My mother was a quilter. I was recently looking at a quilt she made for me and I remembered her sorting through scaps from our clothes, cutting pieces with templates, quilting by hand. I am also a quilter, but did not learn this skill from her. I don't remember if I just wasn't interested, or if she offered to teach me and in typical teenage fashion, I said no. All I know is that instead, years later, I learned from other people.
I wonder what, if I had been willing, she would have taught me. How my quilting would be different today.
As I was thinking about this, I realized that all it takes is one generation to forget a skill, to lose a way of life. I don't know how to plant and tend a garden, to do simple auto repair, or to wire a house for electricity (!)...all things my parents could do.
But something they did teach me was that God loves me, that I'm a sinner and unworthy but that Jesus died for me, and that because of His death and Resurrection I am able to call God my father, to be in His presence now and for eternity.
How quickly we can lose this way of life, too.

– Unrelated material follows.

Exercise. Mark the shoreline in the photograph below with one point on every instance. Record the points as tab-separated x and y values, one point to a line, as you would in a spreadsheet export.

We see it in the Bible all the time, a godly generation followed by a corrupt generation. Our faith is more important than this. We must teach our children and grandchildren about God, about what we believe and why we believe it. Or the next generation won't know, or, like my quilting, they will learn it from someone else and it may or may not be the Truth.
So go...tell your children and grandchildren, tell them a story, take them on a journey, tell them about God....teach them to quilt.